Now, if Bob starts surfing from a page with a very high PageRank, we can assume that any page it links to will have a high probability of being found by Bob. As such, you might think that links from a page with a high PageRank would be the most valuable.
However, this is not the case. The more links there are on a page, the less likely it is that any particular link will be chosen by a random surfer. This leads us to PageRank Truth #1:
The value of any link from a Web page is decreased proportionally for every additional link on that page.
This is why links from a pure directory like the Open Directory may actually be more valuable than links from a Web portal that happens to include a directory. In a pure directory, nearly all the PageRank attributed to the homepage flows through to the category listings.
By comparison, of the vast number of links that appear on each page of the Yahoo! site, only a certain percentage link to directory pages. Over 200 links appear on the Yahoo! homepage, most of which lead away from the directory. Even the directory pages themselves display many listings and other links.
Likewise, links from a highly selective directory are likely to be worth more than a less selective directory of equal size, because there will be fewer links (or listings) on each of the category pages.
The same logic applies to all links. If you are interested in maximizing the PageRank of the pages on your site, simply looking for high PageRank pages may not be the best approach. Link placement (i.e. which page carries the link) matters much more than the average site owner realizes. We'll have much more to say on PageRank and linking strategies later in this kit. But for now, let's turn our attention to the final piece of the link analysis puzzle.
Topics and Communities
Search engines know that many hyperlinks exist solely for the purpose of boosting the perceived popularity of a site in order to improve its ranking in the search results. PageRank is susceptible to this sort of manipulation, as are older link analysis schemes based on link popularity (a simple count of the number of links to a particular page or site).
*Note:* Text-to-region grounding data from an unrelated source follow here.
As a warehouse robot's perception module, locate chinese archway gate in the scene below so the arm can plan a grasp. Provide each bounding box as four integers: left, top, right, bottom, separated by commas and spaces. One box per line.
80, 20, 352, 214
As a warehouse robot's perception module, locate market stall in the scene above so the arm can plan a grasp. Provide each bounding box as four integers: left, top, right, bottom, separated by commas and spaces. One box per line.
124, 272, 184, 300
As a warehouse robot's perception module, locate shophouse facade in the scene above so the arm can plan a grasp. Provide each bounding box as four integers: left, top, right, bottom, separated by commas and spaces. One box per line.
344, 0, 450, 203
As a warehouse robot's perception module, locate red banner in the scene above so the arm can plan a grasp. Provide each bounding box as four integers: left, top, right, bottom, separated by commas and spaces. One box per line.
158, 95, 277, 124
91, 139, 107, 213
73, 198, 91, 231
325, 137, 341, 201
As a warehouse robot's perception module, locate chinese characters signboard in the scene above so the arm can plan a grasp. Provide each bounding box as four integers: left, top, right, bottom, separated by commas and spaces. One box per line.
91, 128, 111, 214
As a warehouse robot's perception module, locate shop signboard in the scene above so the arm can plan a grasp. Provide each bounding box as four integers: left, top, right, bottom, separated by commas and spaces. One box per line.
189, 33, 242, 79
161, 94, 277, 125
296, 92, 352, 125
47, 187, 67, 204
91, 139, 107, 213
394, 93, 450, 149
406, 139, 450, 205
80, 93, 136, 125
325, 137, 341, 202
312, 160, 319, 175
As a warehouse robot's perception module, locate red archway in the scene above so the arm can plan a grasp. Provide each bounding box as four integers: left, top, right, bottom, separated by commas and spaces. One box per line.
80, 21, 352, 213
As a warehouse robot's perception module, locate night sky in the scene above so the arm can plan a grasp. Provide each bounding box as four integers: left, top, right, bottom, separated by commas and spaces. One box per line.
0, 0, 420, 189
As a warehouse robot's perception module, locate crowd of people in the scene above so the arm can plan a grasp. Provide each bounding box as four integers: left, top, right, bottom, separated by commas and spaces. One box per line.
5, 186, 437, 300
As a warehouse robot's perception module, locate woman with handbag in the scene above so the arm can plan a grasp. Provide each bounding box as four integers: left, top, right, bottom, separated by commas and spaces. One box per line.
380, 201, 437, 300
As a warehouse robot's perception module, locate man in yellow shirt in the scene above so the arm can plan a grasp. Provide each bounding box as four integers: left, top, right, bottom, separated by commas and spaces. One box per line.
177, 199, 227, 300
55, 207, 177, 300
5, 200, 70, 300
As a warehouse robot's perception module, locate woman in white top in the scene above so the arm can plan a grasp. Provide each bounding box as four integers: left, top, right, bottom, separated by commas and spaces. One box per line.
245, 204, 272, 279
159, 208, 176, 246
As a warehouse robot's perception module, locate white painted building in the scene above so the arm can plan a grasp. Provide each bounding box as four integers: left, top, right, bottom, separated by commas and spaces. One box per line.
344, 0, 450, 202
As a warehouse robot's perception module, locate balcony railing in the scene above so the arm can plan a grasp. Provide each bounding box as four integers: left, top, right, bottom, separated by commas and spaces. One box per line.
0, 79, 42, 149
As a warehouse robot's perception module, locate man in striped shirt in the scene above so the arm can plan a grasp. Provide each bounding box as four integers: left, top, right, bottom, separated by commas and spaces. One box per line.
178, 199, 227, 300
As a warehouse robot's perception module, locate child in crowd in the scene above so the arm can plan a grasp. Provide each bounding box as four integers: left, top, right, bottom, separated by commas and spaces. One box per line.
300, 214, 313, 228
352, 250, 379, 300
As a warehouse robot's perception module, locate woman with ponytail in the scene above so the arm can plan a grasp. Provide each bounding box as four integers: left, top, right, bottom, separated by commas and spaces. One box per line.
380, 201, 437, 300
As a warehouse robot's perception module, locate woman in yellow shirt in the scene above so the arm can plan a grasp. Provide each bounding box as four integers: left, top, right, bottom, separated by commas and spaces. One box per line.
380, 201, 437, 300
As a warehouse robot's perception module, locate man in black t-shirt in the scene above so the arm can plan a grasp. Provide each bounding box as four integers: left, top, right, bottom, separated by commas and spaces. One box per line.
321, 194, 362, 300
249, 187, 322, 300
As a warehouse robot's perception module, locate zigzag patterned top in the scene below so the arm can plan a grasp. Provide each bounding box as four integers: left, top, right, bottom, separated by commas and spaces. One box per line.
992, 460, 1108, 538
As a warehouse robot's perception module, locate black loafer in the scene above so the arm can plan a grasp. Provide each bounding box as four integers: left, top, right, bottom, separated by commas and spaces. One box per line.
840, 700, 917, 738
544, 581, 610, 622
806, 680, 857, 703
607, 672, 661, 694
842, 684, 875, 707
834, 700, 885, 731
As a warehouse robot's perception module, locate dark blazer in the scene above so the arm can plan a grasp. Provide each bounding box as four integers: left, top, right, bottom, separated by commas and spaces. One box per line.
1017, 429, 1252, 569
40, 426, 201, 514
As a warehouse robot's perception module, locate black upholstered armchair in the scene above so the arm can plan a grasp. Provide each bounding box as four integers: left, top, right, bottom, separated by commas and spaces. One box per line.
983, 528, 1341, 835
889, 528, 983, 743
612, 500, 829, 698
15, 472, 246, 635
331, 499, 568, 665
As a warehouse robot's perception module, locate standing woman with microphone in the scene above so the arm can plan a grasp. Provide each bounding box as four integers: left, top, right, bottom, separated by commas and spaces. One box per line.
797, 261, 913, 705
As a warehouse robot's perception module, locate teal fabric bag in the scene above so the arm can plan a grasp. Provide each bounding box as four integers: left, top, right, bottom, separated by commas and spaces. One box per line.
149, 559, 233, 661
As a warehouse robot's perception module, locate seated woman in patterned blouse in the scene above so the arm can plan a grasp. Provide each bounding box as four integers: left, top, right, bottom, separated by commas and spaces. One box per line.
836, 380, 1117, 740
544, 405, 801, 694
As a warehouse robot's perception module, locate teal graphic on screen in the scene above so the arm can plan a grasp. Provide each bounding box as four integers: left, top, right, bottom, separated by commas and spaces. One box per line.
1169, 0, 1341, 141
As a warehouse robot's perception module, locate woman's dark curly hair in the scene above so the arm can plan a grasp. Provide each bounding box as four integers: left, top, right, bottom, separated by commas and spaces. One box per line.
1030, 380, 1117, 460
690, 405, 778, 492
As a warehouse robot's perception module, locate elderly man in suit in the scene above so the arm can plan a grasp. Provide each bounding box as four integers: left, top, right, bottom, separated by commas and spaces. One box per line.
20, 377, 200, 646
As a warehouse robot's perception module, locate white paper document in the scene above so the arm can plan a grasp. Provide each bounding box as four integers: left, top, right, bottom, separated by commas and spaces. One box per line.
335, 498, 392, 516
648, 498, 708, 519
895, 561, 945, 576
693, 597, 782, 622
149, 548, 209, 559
The cutting edge of link analysis, therefore, goes into a deeper exploration of the topical relationships between Web pages. The Teoma search engine, for example, sees the Web as a set of topical communities, and looks for the most relevant and authoritative pages within a topic. This was actually the basis of the HITS research, but HITS involved the manual selection of pages. Any sort of practical implementation of a topically-driven link analysis scheme requires some sort of automated method of performing "topic distillation" on a given Web page.
Appendix A, Resources contains many references that deal with topic distillation and link analysis, including a topic-sensitive variation on PageRank, and a scheme referred to as LocalRank. LocalRank involves the calculation of an internal PageRank score within the set of pages returned by a Web search, so that the results can be rearranged on the basis of topical authority.
Link analysis and topic distillation are fascinating topics. What they mean to SEO consultants will be explained in greater detail in the next chapter.